Brazilian President Dilma Rousseff will discuss ways to counteract the threat posed by cheap imports from China with US President Barack Obama, a Brazilian official said.
China’s policy of undervaluing the yuan will be discussed when Obama travels to Brazil next month for his first meeting with Rousseff since she took office on Jan. 1, said the official, who is not authorized to speak publicly on the matter.
Rousseff, who travels to China in April, created a task force comprised of trade officials, diplomats, businessmen and outside experts to suggest policies to cope with rising Chinese imports. Among the options is a multilateral agreement between China and Latin American nations to boost manufacturing exports to the world’s second-largest economy, the official said.
Chinese exports to Brazil rose 61 percent last year to US$25.6 billion as a 34 percent rally by the real against the yuan since the start of 2009 lowered the cost of imports. The US trade deficit with China soared 21 percent to US$252 billion in the January-November period last year.
China overtook the US as Brazil’s biggest trading partner in 2009, as demand for the South American country’s iron ore and soybeans surged.
China has also been increasing its investments in Latin America’s largest economy. Sinopec Group (中國石化), China’s second-largest energy company, agreed last year to pay US$7.1 billion for a 40 percent stake in Madrid-based Repsol YPF SA’s Brazil unit.
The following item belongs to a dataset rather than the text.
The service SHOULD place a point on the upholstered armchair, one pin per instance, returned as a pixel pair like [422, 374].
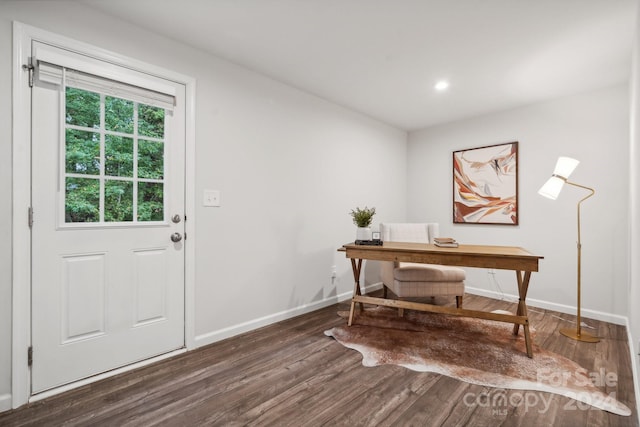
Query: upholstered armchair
[412, 280]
In 2009, China’s development bank agreed to loan state-controlled Petroleo Brasileiro SA US$10 billion, and signed a long-term supply contract with the oil company.
US Treasury Secretary Timothy Geithner will discuss bilateral and G20 issues with senior Brazilian officials on Monday in his first visit to Brazil since taking office in 2009, the US Treasury Department said on Tuesday.
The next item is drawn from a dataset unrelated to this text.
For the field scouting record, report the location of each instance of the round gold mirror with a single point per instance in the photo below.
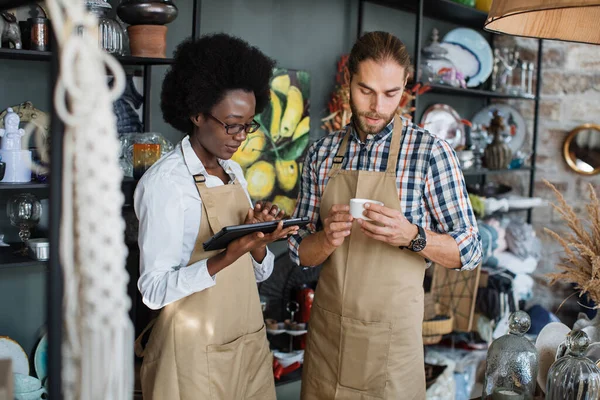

A spokesman for Rousseff’s office didn’t return telephone calls on Wednesday by Bloomberg News seeking comment.
Global trade rules under the auspices of the WTO are powerless for dealing with the competitive edge provided by China’s currency policy, the official said. Brazil’s decision last year to raise tariffs on Chinese-made toys to 35 percent, the maximum under rules of the Geneva-based WTO, from 20 percent has not helped local toymakers, the official said.
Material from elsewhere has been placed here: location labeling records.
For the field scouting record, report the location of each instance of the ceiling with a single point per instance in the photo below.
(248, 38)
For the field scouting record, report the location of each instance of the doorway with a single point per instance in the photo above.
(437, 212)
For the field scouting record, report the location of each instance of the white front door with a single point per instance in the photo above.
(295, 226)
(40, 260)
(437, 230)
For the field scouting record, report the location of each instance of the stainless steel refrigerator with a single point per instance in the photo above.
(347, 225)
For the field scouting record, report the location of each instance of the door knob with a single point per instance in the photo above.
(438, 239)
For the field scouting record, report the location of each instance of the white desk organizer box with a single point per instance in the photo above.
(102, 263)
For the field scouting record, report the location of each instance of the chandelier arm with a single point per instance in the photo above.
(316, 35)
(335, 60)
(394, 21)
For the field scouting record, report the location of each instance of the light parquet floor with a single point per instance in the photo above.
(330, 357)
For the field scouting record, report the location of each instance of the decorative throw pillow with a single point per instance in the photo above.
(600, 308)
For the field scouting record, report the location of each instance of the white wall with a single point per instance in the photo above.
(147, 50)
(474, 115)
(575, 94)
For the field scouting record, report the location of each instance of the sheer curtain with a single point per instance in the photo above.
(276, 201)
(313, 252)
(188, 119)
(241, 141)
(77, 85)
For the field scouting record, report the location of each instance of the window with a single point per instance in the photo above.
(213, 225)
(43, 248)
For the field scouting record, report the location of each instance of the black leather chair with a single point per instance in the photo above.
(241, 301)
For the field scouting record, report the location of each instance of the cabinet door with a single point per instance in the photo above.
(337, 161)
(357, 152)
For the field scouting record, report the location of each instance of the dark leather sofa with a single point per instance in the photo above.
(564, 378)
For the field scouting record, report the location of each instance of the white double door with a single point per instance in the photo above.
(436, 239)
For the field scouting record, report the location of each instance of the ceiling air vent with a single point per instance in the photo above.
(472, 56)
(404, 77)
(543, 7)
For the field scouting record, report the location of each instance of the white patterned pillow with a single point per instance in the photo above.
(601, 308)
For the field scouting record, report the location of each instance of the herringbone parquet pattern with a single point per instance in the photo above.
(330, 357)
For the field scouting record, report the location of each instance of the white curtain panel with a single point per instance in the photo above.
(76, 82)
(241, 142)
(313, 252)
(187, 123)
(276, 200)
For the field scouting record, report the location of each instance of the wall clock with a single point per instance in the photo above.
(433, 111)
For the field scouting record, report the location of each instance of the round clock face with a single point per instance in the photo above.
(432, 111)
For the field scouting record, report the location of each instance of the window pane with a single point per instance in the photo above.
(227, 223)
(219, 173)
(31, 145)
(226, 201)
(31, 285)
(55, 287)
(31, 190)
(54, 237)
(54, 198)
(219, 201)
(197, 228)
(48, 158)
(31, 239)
Rousseff has signaled she wants to work more closely with the US than did her predecessor, former Brazilian president Luiz Inacio Lula da Silva. On Dec. 2, she told Washington Post columnist Lally Weymouth she has “great admiration” for Obama, and in her inaugural speech to Congress said she hopes to “deepen” ties with the US.
Obama said during his State of the Union address last month that he will visit Brazil as part of his first-ever tour to South America. He’s also visiting Chile and El Salvador.
The US dollar has weakened 3.5 percent against the Chinese currency over the last two years. The real’s 39 percent gain against the US dollar in the same period is the second-best performance among 16 major currencies tracked by Bloomberg after the Australian dollar.